Ainsi, qu’annonce-t-il après cette défaite catastrophique du Massachusetts? Rien, sinon de vagues rumeurs sur telle ou telle ruse tactique pour faire passer malgré tout cette loi sur les soins de santé que tout le monde dénonce, y compris les démocrates. Il aurait pu annoncer la mise au pied de son secrétaire au trésor, ou de son conseiller Lawrence Summers (les architectes du “sauvetage” de Wall Street), pour marquer une tentative de rattraper “son erreur”. (Peut-être le fera-t-il et nous avouerons alors notre surprise, car il nous paraît bien trop prudent désormais, bien trop mesuré, pour de tels éclats – mais, dans cette hypothèse extrême il aura déjà perdu l’effet de la puissance de l’annonce, justement grâce à l’éclat, car alors cette décision aurait dû, pour être efficace, constituer le paragraphe suivant de ses excuses, dans sa déclaration d’hier.) A nouveau, BHO nous laisse l’impression qu’“il faudra faire avec” alors qu’il sait que la poursuite de sa politique conduira à une défaite peut-être remarquable du parti démocrate en novembre prochain, c’est-à-dire à une probable paralysie de sa présidence, c'est-à-dire, surtout, à une exacerbation renouvelée de la colère populaire, par conséquent avec des possibilités d’instabilité dans le pays. Constat objectif de la poursuite de la dégradation et des risques de rupture de la situation du système.

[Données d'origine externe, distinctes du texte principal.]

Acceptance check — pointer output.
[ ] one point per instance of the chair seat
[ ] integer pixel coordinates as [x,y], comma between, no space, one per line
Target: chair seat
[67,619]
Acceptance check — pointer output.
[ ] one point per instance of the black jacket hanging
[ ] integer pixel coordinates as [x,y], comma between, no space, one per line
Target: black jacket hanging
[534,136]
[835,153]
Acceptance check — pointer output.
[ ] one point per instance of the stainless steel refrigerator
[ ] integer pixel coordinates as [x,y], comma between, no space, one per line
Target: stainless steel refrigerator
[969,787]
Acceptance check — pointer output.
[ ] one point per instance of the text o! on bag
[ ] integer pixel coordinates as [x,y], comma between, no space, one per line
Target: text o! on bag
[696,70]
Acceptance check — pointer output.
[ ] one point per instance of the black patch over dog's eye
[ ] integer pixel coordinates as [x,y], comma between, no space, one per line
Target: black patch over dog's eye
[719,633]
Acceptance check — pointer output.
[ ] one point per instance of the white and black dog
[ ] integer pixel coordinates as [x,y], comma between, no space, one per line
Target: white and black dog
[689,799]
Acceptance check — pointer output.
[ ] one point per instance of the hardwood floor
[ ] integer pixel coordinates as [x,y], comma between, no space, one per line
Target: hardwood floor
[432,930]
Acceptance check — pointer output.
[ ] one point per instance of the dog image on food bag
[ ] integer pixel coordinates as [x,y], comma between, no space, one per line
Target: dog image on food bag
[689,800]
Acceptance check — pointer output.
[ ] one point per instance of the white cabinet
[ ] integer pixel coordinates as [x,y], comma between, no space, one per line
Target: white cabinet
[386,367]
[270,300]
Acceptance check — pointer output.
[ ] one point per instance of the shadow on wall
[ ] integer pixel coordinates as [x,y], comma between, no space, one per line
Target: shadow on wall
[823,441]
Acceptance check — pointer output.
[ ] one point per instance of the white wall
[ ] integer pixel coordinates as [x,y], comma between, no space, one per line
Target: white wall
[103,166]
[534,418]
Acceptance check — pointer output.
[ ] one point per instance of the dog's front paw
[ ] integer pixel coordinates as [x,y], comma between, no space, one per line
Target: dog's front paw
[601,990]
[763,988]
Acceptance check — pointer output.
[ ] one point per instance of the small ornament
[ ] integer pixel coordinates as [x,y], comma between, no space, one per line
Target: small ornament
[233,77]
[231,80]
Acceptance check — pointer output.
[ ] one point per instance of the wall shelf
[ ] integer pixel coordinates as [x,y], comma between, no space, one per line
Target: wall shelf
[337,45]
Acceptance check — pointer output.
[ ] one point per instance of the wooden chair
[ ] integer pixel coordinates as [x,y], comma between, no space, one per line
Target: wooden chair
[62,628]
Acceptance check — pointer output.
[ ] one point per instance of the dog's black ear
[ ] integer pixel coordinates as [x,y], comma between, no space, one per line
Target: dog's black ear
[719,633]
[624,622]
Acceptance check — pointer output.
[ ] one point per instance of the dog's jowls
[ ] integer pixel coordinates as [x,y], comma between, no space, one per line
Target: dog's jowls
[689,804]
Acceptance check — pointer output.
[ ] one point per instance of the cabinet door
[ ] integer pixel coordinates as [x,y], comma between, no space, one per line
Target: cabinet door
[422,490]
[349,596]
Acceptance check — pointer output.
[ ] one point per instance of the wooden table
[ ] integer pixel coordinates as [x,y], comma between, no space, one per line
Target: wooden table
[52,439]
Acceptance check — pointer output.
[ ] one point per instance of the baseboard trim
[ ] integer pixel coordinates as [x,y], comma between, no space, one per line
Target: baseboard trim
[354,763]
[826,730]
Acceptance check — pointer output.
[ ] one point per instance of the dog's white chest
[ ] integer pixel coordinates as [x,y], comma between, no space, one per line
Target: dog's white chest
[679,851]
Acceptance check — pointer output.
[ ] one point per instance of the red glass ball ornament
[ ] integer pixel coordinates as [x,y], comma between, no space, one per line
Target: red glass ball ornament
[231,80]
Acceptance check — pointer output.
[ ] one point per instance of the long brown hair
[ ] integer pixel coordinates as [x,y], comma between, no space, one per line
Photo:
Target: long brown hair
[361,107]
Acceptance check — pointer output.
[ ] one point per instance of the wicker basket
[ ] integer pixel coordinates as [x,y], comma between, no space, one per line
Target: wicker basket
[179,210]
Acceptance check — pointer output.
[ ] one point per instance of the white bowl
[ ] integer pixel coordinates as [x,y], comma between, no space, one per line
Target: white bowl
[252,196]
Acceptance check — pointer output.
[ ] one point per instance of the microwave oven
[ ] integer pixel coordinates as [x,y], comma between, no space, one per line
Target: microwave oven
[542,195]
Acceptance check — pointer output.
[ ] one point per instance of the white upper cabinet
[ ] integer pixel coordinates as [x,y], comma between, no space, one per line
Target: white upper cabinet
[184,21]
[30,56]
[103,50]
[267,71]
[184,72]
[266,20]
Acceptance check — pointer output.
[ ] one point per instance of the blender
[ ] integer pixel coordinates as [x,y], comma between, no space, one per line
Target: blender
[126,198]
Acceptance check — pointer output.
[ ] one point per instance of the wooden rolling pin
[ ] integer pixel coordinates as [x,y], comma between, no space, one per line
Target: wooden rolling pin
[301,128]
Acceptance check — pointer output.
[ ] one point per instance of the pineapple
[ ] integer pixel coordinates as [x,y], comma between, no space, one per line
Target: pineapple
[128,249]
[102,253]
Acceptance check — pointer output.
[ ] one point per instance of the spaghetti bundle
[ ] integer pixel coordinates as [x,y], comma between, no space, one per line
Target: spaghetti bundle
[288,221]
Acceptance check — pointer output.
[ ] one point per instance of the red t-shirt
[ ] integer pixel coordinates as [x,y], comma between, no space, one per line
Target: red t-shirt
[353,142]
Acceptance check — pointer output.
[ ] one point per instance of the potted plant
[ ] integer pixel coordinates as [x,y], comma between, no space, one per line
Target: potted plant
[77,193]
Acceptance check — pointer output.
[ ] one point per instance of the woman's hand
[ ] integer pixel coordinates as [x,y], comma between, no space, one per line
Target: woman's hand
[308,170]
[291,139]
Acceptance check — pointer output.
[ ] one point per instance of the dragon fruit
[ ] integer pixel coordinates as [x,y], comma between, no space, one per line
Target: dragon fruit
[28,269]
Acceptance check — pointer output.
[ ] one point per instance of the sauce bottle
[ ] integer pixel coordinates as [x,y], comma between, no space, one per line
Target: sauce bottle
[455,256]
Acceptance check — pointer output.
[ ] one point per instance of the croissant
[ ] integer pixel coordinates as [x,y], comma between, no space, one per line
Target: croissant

Cela admis, oubliant jugements, préjugés et mauvaise humeur, admettez que cette façon d’agir est peut-être la plus sûre pour mener ce système vers la catastrophe qu’il mérite amplement. Dans ce cas, l’“homme du système” devient effectivement un handicap peut-être mortel pour le système, à trop suivre les principes du système, sans le moindre esprit de résistance, pour ensuite reconnaître la catastrophe de leur application… Paradoxal, c’est-à-dire diablement “maistrien” au bout du compte. (Evidemment, sans intention de l’être, ce qui est la définition même de la chose.)